Modifier Coding Alert

Reader Questions:

Code 'Component' Procedures With 51

Question: An established patient reports for a scheduled discectomy with decompression of spinal cord and nerve root. There are no other procedures scheduled. The physician performs interior interbody arthrodesis, along with instrumentation to vertebral segments C1-C3. Is this a situation in which I would use modifier 51 or modifier 59 for the physician’s services?

Hawaii Subscriber

Answer: Coders often get confused when choosing between modifier 59 (Distinct procedural service) and 51 (Multiple procedures).  

In short, you should use modifier 51 to alert the payer that you are reporting two or more procedures on the same day during the same encounter, and the payer needs to apply the multiple procedure fee payment reduction. You would use modifier 59 most commonly in two scenarios: when there is not a more specific modifier to describe the encounter, or when you are unbundling Correct Coding Initiative (CCI) edits.

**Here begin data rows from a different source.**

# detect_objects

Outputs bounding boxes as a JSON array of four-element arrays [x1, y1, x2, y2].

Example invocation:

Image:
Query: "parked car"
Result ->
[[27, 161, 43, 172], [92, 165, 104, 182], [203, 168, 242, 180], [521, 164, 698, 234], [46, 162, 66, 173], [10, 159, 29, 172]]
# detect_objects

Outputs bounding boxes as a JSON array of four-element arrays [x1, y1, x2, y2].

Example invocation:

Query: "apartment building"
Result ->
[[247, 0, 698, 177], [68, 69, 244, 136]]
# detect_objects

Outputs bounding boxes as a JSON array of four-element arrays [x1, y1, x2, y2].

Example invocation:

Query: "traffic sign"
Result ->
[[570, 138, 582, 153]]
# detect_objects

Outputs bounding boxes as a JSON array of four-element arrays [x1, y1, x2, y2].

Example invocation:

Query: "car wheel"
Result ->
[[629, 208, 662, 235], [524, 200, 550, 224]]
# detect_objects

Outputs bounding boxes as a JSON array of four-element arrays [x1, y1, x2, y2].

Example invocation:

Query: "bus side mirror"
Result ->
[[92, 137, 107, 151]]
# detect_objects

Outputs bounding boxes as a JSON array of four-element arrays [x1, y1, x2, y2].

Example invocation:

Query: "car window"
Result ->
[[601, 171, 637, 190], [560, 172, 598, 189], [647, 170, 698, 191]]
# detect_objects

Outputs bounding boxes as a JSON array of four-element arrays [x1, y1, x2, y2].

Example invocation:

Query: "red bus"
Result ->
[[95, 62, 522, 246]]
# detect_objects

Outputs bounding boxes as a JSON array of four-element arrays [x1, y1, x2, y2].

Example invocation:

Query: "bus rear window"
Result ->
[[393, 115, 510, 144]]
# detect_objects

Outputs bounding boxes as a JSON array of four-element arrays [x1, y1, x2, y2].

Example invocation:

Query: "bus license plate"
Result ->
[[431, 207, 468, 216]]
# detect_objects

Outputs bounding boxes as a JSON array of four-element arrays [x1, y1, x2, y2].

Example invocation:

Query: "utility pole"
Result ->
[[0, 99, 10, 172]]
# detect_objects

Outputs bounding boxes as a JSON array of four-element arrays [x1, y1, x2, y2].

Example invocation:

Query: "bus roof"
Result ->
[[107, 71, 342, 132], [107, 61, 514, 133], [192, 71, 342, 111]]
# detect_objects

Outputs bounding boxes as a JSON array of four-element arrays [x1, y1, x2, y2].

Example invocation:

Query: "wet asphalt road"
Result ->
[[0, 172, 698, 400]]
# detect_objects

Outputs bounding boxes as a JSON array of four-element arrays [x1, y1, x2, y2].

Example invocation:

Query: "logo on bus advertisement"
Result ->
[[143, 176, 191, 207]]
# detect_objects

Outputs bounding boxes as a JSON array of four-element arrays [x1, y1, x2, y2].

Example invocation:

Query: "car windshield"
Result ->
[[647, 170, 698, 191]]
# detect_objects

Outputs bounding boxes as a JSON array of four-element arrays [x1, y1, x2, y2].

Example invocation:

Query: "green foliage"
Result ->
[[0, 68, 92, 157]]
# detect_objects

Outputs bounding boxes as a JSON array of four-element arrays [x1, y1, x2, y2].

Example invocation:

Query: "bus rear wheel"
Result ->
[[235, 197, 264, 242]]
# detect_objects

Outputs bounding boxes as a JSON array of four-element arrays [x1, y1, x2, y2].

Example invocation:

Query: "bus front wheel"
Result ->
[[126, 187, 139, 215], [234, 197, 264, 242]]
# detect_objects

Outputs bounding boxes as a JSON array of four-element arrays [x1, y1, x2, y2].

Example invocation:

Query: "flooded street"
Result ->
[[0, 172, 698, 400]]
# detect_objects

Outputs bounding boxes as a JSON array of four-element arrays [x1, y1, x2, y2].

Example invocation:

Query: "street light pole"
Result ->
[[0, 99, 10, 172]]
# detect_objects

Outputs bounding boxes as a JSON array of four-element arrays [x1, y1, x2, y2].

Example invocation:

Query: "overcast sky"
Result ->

For the scenario you describe, you will need modifier 51. 

Rationale: These are multiple procedures performed at the same session by the same provider, and you can identify additional procedures or services by attaching modifier 51. When the physician performs procedures that are considered components or incidental to a primary procedure, you should include modifier 51 on the claim. 

Coding solution: You should report 22845 (Anterior instrumentation; 2 to 3 vertebral segments (List separately in addition to code for primary procedure) for the instrumentation and 22554 (Arthrodesis, anterior interbody technique, including minimal discectomy to prepare interspace ( other than for decompression); cervical below C2) for the arthrodesis. Append modifier 51 to 22554 to show that 22554 is part of a multiple-procedure coding scenario. 

Important: You should never append modifier 51 to 22845. This code is modifier 51 exempt, which means you should never use 22845-51. Your CPT® manual designates modifier 51 exempt codes with a “circle with a slash” symbol to the left of the code and may also offer a complete list of modifier 51 exempt codes in an appendix. 

Remember: Many payers, including Medicare, do not want you to use modifier 51 at all so check your payer’s policy before putting 51 on your claim.